Three core data categories
1. Market data
Prices, volume, order book, trade prints.
- Free sources: Yahoo Finance (yfinance), Stooq, Quandl
- Paid: Bloomberg, Refinitiv, Polygon (mid-sized institutions)
2. Fundamentals
Filings, valuation ratios, industry metrics.
3. Alternative data
Non-traditional sources — anything reflecting business activity:
- Satellite imagery (counting cars in parking lots, oil tankers, crops)
- Credit card transaction aggregates
- Job posting counts
- App store downloads
- Web scraping (e-commerce prices, reviews)
- Social media sentiment
Hidden traps in market data
1. Stock split / dividend adjustments
"Forward-adjusted" vs. "back-adjusted" vs. "unadjusted" — three completely different price meanings. Mixing them produces severely distorted backtests.
2. Timezone alignment
US daily "close" is 16:00 EST. When comparing across markets, all data must be normalized to a common timezone.
3. Holidays
No trading on holidays — return calculations across holiday boundaries need special handling.
4. Delisted stocks
Backtests require survivorship-free datasets — using only currently-listed stocks inflates returns.
Hidden traps in fundamentals data
1. Point-in-time data
Today's view of historical EPS includes revisions, but the market only knew the unrevised version at the time. Use "as-known-then" EPS to avoid look-ahead bias.
2. Earnings publication lag
Q3 earnings are typically released late October to early November — you can't use end-of-September data to predict early-October prices.
3. Accounting reclassifications
GAAP and IFRS standards evolve; cross-year comparability needs care.
Alternative data: gold mine or trap?
Institutions spend billions on alternative data. But it's far from "AI's magic key":
Real example:
- A fund used satellite data counting Walmart parking lot cars → predicted quarterly revenue → built positions before earnings → excess returns for several months
- As more institutions adopted the same data source, alpha decayed to near zero
Core rule of alternative data: early adopters get alpha; followers get noise.
Required data cleaning steps
Raw data → handle missing → detect outliers → time-align → engineer features → normalize
Common issues:
- Missing values: holidays, halts, source failures — don't just fill with 0
- Outliers: flash crashes, fat-finger trades — whether to keep depends on strategy purpose
- Cross-source alignment: source A uses UTC, source B EST, source C local exchange time — must unify
- Deduplication: the same trade may appear in Level 1 and Level 2 feeds
"Four questions" for data quality
- Source: where does it come from? Primary (official) or secondary?
- Latency: real-time or delayed? By how much?
- Coverage: which securities and time periods? Survivorship issues?
- Revision history: revised? Can you get the original as-known-then version?
If any one fails — re-evaluate before feeding the model.
Important questions
What data quality can retail access?
Free Yahoo Finance is fine for learning but has survivorship, adjustment, and latency issues. Mid-tier paid sources (Polygon, Alpaca) are relatively affordable.
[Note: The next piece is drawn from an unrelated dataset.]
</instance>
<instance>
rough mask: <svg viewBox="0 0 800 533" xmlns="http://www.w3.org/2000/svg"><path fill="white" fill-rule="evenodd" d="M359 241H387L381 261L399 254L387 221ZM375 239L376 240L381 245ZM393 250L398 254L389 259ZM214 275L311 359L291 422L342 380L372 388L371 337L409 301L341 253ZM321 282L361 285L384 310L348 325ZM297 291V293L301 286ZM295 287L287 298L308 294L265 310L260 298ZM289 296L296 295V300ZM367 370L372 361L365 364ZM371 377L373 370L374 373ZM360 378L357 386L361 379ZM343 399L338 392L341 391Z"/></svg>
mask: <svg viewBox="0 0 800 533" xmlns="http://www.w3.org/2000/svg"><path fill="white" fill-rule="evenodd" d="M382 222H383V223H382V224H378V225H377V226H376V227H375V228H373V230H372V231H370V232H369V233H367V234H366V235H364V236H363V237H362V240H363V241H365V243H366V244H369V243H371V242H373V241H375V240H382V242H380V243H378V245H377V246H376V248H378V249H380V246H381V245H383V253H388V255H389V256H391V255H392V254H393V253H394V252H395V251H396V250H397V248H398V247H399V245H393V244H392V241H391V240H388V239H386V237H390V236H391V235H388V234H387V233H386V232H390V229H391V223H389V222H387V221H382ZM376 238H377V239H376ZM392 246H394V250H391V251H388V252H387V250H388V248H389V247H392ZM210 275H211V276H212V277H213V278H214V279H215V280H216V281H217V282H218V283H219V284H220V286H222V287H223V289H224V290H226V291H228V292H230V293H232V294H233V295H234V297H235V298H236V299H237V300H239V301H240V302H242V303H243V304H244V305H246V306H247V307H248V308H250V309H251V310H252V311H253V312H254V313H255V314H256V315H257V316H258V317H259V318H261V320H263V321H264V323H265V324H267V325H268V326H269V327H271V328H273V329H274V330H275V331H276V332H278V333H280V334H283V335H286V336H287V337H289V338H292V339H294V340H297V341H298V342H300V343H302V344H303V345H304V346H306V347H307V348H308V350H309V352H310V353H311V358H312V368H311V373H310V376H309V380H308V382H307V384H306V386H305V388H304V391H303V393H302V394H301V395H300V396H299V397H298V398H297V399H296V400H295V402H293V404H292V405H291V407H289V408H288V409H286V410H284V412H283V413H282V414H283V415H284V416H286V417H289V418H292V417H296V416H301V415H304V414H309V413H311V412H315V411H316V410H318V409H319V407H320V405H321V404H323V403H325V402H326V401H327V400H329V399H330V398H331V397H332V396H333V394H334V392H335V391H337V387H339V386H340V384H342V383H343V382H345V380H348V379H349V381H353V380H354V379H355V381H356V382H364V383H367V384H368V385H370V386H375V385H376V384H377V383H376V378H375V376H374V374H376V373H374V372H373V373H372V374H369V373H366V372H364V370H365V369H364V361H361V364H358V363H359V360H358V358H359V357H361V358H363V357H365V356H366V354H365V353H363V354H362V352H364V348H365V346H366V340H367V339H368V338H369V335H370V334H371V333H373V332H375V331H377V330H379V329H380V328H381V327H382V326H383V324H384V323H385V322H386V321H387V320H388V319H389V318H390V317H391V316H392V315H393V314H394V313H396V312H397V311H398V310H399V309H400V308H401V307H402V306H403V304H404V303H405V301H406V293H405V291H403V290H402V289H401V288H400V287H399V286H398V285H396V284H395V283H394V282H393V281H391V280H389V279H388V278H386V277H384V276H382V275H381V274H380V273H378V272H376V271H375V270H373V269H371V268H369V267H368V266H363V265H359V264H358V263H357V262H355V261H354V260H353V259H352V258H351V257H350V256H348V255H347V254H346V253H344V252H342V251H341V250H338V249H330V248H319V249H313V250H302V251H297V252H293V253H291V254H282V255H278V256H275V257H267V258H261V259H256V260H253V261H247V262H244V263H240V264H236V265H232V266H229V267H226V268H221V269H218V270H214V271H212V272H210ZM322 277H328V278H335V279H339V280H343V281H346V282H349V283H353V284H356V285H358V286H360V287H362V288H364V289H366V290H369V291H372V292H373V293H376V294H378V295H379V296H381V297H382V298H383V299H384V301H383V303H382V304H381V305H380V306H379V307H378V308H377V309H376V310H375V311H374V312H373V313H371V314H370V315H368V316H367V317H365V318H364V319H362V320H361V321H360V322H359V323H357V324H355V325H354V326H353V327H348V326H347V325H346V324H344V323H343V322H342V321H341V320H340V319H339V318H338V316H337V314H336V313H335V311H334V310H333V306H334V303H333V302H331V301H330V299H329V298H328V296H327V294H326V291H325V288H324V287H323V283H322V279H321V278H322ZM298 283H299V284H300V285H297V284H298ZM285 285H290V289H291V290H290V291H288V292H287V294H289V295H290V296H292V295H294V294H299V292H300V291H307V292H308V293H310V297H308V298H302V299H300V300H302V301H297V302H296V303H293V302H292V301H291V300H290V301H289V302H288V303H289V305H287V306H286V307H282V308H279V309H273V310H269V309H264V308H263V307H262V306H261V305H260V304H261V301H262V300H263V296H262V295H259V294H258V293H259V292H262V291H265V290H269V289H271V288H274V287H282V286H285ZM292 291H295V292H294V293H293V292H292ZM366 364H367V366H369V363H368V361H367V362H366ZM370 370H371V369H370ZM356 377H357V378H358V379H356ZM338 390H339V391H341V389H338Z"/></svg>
Institutional-grade data starts in the tens of thousands per year.
Is alternative data worth pursuing?
For individuals or small teams, ROI is low — mainstream alt data is already saturated with institutional money. Unless you have a unique data source no one else has (your own e-commerce operations data, for example), not worth it.
How do I validate the data?
Basic moves: visualize random samples, compare against a second independent source, check missing-value distribution, sanity-check daily volume. Every engineering-rigorous research project starts by "looking at the data," not by "building the model."
Quiz
Q1. Which is true about price "adjustments"?
A. Adjustments don't matter B. Forward-adjusted, back-adjusted, and unadjusted have completely different meanings — mixing them severely distorts results
C. Always use unadjusted D. Adjustments are unrelated to splits
Q2. The value of point-in-time data is:
A. Faster compute B. Reflects "what was known at the time," avoiding look-ahead bias
C. Higher precision D. Unrelated to ML
Q3. Which is most accurate about alternative data alpha decay?
A. Alpha never decays B. Early adopters get alpha; as adoption grows, alpha decays to near zero
C. More adopters = more profit D. Unrelated to institutions
Reference Answers
Q1: B Q2: B Q3: B
Further reading: Wikipedia: Alternative Data (finance) · SEC EDGAR · FRED — St. Louis Fed Economic Data · Wikipedia: Survivorship Bias
Educational content only — not investment advice. Data quality directly affects trading decisions. Evaluate carefully before use.